You can do several things:

  • Talk with your healthcare provider to see whether use of an investigational drug for your treatment is right for you. Be sure to consider how much is known about the investigational drug, the severity of your condition, and the likelihood that the therapy will be effective. You and your healthcare provider should consider the kind of illness you have, the stage of disease, other conditions you may be experiencing, and organ function (e.g., liver and kidney function), among other factors.
  • Be sure your healthcare provider is willing to oversee therapy with a drug s/he is not familiar with, and to work with the company and FDA to obtain the drug, monitor you, and file necessary paperwork.
  • Consider the cost of the investigational drugs and the medical services associated with its use that are not covered by third-party payers such as insurance or Medicare.
  • Carefully read the informed consent presented to you and make sure that you understand the risks associated with the drug before signing. Federal law requires that this form also be signed and reviewed by an IRB before access to any investigational drug can be obtained. Your healthcare provider may or may not have access to an IRB, which is usually associated with a hospital or research institution, but there are independent IRBs as well. Depending on the IRB, a cost may be associated with the review, which may be your responsibility.

 

In an emergency situation, the request to use the drug may be made via telephone or other rapid means of communication, and authorization to ship and use the drug may be given by the FDA official over the telephone.  In these situations, known as emergency INDs, shipment of and treatment with the drug may begin prior to FDA’s receipt of the written IND submission that is to follow the initial request.
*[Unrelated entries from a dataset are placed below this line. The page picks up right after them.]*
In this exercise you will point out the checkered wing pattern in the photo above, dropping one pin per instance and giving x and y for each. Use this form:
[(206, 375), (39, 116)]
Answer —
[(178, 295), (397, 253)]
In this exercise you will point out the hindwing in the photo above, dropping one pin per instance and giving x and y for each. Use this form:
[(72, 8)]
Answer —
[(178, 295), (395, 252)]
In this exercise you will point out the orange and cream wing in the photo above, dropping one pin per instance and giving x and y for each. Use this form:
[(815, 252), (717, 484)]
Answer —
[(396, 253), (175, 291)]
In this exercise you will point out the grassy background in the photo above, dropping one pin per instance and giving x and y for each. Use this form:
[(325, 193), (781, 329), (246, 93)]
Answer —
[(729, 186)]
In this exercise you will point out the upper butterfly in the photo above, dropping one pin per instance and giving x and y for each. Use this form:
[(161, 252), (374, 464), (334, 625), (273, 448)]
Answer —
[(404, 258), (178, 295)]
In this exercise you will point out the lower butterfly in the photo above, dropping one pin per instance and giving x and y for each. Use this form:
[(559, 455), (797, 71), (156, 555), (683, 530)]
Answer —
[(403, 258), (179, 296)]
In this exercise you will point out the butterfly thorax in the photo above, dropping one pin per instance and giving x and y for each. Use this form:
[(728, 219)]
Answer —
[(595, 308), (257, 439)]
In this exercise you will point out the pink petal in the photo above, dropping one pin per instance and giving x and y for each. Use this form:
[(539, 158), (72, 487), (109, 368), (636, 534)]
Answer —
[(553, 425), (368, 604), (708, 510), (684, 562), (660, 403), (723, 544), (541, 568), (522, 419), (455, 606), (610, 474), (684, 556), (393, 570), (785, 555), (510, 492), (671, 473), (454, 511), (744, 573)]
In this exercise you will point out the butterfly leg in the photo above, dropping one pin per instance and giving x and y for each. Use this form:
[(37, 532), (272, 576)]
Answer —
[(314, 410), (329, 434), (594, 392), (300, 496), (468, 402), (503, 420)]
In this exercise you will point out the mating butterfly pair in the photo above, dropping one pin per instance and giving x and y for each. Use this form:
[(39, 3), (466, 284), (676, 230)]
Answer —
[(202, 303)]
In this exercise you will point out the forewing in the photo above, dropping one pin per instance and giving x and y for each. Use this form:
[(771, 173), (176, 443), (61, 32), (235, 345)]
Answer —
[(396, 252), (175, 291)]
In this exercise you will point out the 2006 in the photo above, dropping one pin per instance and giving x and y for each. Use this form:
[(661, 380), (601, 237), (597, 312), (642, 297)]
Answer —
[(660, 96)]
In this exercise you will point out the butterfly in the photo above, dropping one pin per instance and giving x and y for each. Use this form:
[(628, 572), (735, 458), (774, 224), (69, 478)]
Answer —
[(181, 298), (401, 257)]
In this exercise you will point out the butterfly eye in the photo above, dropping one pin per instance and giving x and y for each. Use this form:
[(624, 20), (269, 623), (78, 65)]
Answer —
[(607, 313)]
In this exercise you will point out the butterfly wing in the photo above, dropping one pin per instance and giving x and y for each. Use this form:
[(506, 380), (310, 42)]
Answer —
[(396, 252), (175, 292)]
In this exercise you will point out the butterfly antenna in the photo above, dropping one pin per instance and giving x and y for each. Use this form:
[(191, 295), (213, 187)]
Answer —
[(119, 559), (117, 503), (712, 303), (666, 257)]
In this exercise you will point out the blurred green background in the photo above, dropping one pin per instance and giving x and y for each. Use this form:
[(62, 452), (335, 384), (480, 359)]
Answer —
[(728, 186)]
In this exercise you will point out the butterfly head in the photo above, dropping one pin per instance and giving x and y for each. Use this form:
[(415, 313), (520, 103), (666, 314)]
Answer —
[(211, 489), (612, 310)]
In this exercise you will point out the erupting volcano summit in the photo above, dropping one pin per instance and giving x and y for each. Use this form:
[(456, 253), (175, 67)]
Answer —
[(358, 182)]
In a non-emergency situation, a written request (IND) for individual patient use of an investigational drug must be received by the FDA before shipment of and treatment with the drug may begin.  These non-emergency requests are known as individual patient INDs.

A number will be assigned to the application. The IND sponsor (treating healthcare provider) should provide this IND number to the drug supplier, so the supplier may ship the drug to the treating physician. The FDA will either allow the treatment use to proceed or not allow it to proceed (put the application on clinical hold).  The IND is considered active (treatment with the drug may proceed) 30 days after FDA receives the IND submission or upon earlier notification of the physician by FDA.  If the treatment use is not allowed to proceed (i.e., a clinical hold is placed on the application), FDA will notify the physician of this decision initially via a telephone call.  The call will be followed by a written letter that provides the reasons for FDA's denial of the request.